Mahler was better known as a conductor than as a composer during his lifetime but once famously pedricted that his "time would come". Posterity has proven him right. There is a hardly a concert season of a major orchestra any where in the world that does not include at least one of Mahler's symphonies even though most of them are large and expensive to perform. They are very popular among conductors and the recording industry has also taken to his music with great enthusuiasm. Probably only the symphonies of Beethoven are a more popular subject for complete cycles released as boxed sets.
Mahler's Jewish heritage (he converted to Catholicism in his 40s) certainly held his music back during the 1930s and his breakthrough also owes a lot to the efforts of conductors such as Leonard Bernstein, Bruno Walter and Bernhard Haitink. But there efforts alone do not explain the way in which Mahler' music has struck a nerve in the post-World War II era.

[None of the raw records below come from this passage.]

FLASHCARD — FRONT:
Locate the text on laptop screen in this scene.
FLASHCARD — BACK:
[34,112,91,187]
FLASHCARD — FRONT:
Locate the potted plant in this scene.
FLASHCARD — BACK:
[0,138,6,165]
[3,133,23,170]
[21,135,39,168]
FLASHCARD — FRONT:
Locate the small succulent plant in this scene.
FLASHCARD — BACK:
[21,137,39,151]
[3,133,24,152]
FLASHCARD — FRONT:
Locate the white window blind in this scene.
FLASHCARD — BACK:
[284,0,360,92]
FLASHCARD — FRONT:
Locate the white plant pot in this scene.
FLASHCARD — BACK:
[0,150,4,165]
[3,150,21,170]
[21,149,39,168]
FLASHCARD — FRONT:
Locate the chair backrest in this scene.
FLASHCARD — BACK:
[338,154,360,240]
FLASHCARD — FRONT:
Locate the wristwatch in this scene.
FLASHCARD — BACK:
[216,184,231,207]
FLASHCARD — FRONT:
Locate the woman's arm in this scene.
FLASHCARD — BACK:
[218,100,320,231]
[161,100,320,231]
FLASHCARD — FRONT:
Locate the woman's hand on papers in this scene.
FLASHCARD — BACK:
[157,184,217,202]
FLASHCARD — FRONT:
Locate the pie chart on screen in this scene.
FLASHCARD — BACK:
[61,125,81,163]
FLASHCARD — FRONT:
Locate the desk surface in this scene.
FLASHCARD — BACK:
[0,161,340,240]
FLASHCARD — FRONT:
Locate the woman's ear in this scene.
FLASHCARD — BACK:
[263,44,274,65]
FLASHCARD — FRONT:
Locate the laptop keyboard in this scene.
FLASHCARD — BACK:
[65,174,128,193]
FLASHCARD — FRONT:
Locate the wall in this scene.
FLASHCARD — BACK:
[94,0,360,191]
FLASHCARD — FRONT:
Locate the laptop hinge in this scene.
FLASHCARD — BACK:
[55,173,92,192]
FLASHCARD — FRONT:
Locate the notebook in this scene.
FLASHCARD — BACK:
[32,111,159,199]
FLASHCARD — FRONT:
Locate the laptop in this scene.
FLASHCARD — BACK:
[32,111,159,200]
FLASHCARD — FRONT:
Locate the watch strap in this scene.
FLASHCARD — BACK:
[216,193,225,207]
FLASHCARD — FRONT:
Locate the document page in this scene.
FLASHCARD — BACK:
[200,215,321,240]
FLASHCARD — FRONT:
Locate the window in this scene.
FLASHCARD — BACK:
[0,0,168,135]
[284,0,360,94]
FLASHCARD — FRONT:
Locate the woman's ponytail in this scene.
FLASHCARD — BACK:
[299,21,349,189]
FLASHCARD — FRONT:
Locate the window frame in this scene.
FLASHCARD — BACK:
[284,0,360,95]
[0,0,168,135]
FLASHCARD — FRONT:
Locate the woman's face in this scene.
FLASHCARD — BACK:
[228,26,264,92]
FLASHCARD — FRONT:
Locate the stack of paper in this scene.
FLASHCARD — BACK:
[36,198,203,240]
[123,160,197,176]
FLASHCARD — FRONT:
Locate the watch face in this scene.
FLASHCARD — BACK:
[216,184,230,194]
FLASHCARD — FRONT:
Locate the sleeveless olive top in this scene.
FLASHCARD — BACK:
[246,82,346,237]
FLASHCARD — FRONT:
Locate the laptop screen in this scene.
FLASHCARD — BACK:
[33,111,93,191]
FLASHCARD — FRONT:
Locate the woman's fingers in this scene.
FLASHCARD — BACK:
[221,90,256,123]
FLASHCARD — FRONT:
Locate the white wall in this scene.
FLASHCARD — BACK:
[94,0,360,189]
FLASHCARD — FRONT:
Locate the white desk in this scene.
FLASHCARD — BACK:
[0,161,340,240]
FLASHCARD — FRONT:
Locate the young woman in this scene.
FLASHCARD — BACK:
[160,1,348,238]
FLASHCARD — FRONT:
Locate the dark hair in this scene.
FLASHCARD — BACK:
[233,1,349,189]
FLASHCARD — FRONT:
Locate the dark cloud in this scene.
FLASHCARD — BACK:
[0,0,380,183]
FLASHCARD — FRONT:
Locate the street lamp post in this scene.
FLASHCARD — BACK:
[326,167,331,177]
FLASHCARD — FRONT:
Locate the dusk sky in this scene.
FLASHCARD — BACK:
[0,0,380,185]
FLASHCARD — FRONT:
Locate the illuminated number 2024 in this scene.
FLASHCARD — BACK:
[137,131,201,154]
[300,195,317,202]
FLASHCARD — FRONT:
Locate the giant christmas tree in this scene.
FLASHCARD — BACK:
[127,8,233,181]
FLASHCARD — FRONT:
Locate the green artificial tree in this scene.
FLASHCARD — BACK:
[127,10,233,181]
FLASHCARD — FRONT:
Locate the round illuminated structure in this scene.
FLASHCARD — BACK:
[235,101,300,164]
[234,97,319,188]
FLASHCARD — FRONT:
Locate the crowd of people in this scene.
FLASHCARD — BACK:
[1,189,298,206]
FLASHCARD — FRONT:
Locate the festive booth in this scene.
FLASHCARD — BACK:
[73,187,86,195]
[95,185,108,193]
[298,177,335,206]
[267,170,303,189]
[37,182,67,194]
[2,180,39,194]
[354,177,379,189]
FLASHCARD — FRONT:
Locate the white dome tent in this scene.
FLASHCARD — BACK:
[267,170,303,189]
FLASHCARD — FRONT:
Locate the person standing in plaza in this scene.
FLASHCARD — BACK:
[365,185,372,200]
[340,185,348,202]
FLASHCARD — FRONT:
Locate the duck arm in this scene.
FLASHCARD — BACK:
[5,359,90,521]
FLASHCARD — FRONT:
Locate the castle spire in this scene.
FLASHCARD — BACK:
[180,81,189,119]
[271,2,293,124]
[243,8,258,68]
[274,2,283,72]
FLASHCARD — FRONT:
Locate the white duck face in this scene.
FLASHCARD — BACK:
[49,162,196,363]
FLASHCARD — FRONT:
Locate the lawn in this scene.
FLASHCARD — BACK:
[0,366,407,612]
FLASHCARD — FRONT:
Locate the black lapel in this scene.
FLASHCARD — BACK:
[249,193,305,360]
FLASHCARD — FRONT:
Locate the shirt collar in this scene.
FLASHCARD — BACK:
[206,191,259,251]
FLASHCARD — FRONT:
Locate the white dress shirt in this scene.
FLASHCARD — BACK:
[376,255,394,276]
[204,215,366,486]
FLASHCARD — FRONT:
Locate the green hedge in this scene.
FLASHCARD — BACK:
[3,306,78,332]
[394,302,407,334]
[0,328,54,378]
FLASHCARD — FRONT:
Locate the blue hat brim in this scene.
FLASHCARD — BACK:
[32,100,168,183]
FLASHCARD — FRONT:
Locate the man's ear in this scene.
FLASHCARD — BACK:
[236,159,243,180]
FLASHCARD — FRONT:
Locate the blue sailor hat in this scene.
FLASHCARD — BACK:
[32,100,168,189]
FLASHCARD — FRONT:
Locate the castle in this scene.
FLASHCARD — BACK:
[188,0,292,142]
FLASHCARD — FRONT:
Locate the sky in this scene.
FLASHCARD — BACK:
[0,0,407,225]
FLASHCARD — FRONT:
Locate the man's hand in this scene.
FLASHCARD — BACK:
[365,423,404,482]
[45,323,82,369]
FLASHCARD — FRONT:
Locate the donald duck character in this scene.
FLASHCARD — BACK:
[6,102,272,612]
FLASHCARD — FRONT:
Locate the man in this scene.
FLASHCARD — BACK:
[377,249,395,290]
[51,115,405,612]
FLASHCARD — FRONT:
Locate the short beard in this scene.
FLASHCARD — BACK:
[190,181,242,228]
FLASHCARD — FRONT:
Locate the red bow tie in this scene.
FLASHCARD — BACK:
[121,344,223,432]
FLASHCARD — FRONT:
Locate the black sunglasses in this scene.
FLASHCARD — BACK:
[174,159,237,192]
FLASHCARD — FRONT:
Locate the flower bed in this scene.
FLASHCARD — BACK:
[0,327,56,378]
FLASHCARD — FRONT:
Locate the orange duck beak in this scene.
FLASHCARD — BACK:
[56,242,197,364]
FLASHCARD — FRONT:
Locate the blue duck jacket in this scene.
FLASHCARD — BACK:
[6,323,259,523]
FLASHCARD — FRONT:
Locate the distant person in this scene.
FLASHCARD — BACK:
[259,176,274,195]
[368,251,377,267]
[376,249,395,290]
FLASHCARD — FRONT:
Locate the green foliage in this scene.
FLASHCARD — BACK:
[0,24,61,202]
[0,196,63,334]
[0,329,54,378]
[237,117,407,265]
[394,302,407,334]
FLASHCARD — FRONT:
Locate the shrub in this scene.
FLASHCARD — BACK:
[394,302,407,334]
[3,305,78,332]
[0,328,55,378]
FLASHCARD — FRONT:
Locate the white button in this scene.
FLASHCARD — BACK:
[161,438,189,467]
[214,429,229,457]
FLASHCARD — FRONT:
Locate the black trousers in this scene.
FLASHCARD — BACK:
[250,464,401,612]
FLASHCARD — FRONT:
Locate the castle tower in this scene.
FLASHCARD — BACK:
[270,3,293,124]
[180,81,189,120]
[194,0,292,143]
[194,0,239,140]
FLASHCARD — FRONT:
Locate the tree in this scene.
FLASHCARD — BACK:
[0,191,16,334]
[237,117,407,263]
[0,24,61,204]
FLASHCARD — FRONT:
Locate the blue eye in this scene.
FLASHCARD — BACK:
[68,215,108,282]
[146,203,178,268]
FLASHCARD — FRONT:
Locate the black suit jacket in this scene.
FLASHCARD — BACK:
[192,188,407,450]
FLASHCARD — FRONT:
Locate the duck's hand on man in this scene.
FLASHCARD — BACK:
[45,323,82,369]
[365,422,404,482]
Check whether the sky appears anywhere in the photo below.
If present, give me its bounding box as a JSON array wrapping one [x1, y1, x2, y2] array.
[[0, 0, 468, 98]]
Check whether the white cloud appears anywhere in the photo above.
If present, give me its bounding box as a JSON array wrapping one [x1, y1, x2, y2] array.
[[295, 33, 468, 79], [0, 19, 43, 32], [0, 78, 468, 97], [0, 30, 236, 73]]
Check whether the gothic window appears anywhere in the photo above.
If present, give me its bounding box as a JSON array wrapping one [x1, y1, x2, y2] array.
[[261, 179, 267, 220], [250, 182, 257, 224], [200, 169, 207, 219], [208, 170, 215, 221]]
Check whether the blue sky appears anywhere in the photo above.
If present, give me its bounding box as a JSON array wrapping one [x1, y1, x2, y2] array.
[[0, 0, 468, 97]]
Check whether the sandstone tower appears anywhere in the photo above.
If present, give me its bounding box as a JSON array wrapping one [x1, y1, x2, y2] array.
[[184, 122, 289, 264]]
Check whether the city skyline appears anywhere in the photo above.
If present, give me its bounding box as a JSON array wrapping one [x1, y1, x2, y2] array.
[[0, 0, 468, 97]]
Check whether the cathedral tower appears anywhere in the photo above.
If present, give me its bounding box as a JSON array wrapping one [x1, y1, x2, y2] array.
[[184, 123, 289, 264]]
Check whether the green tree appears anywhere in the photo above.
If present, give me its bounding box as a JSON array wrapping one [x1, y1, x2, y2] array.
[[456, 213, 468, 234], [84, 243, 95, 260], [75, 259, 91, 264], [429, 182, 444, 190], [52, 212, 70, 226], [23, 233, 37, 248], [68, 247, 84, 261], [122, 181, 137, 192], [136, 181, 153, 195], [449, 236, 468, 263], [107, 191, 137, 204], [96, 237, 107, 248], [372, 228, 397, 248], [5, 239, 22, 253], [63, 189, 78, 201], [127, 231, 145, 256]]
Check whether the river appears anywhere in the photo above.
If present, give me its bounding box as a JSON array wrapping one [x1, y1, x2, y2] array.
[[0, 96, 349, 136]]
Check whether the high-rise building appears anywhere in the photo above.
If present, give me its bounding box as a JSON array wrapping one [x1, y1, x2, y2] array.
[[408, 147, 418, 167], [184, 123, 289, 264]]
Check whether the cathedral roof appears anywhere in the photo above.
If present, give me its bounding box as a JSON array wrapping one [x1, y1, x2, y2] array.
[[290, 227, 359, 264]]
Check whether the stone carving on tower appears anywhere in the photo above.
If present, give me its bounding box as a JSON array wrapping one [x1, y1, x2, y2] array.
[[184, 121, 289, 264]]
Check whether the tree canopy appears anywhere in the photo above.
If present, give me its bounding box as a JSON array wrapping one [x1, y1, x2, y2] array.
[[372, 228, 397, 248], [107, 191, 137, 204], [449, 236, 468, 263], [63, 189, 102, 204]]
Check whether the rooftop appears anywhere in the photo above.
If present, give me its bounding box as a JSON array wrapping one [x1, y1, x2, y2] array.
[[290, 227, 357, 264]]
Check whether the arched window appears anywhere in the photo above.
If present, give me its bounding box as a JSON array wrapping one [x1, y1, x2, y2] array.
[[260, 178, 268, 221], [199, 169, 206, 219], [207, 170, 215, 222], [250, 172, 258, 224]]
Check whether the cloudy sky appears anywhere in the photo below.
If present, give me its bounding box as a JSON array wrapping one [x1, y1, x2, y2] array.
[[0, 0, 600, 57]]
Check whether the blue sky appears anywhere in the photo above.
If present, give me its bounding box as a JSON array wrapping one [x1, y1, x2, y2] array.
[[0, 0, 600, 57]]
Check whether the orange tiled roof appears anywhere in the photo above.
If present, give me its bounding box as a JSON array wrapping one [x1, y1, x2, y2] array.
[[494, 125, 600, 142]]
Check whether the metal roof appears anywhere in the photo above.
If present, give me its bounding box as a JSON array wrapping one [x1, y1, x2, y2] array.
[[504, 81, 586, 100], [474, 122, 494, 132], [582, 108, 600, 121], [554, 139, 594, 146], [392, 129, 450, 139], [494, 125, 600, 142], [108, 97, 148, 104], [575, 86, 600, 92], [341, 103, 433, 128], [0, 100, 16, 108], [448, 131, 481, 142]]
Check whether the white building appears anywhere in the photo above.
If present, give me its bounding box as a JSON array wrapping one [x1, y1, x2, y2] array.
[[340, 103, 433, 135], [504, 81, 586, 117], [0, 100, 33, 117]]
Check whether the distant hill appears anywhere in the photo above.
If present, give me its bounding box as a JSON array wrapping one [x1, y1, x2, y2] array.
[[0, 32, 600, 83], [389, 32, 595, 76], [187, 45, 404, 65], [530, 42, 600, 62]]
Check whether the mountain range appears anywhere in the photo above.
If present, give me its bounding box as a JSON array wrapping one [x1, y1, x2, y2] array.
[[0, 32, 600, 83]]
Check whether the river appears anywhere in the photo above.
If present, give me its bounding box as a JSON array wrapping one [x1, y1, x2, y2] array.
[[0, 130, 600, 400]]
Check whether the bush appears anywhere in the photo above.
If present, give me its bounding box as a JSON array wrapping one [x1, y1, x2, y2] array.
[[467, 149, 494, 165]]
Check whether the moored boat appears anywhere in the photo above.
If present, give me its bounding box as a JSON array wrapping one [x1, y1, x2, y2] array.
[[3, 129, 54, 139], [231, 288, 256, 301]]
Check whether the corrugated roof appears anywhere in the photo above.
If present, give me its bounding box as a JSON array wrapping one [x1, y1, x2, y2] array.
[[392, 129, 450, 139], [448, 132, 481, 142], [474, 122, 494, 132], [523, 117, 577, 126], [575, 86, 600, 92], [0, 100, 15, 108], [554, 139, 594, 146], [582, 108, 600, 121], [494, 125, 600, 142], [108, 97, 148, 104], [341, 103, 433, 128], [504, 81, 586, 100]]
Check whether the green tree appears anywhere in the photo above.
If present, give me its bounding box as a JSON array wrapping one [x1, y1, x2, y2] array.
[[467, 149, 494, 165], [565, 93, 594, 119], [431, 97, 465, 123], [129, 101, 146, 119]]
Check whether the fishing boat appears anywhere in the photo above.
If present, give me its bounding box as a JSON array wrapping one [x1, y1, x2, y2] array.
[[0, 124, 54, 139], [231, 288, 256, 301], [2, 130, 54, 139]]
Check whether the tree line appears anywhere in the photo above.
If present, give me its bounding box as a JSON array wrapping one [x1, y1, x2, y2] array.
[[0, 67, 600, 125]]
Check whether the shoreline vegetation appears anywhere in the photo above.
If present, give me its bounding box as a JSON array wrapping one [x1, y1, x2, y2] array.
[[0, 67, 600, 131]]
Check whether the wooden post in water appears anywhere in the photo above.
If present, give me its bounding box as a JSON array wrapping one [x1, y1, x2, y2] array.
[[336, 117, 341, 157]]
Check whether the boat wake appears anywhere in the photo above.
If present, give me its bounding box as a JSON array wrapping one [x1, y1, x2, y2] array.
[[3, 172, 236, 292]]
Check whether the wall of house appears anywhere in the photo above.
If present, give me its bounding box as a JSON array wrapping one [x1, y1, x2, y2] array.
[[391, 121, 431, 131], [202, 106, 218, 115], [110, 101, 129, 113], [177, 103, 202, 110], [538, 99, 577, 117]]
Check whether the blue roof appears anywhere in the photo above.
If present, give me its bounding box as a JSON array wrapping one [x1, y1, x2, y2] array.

Mahler's ability to combine the banal with faith in the creation of a better world reflects the schizoid dreams of the post-Auschwitz world. His mixture of the bitter and the almost unbearably sweet somehow speaks to a world that enjoys unprecedented levels of technological progress and comfort while living with an equally unparralleled risk of nuclear obliteration. The sheer size and ambition of his music certainly fits well with the event culture of today's music life.
Maybe, as with all great music, there is something in Mahler's that helps it speak to so many people, something that cannot be adequately captured in words, something inherently musical and perhaps even timeless, almost 150 years after his birthday.